Japanese businessman (born 1934)

Nobuyuki Koga (古賀 信行, Koga Nobuyuki) is a Japanese businessman and lobbyist, as well as the chairman of the Japanese public broadcaster NHK.

== Early life and education ==
Koga was born in Ōmuta, Fukuoka Prefecture.

He graduated from Japanese La Salle Academy in Kagoshima and then Tokyo University.

== Career ==

=== Nomura Securities ===
Koga joined Nomura Securities, working as the lobbyist to the Ministry of Finance.

In 1998, the Vice President of Nomura Securities was arrested for bribing the Minister of Finance but the case was dropped by the Public Prosecutors Office in Japan. At that time, there were only around 500 inspectors at the MOF.

In 2003, he was appointed as the president of the Nomura Holdings. From 2008 to 2024, he served as the Chairman of the Nomura Securities, and Nomura Holdings, as well as the Special Advisor and the Honorary Advisor of the Nomura Holdings.

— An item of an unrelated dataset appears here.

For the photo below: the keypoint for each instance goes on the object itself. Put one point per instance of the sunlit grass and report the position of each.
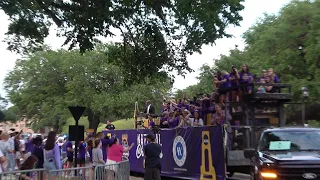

In 2012, Nomura Securities was fined 300 million yen for leaking public offering information and insider trading.

In 2019, Koga lobbied Sanae Takaichi, Minister of Internal Affairs and Communications at that time as the representative of the Keidanren.

=== Chair of NKH ===
In 2024, Koga was appointed to the Executive Board of NHK by the National Diet, and elected chairman.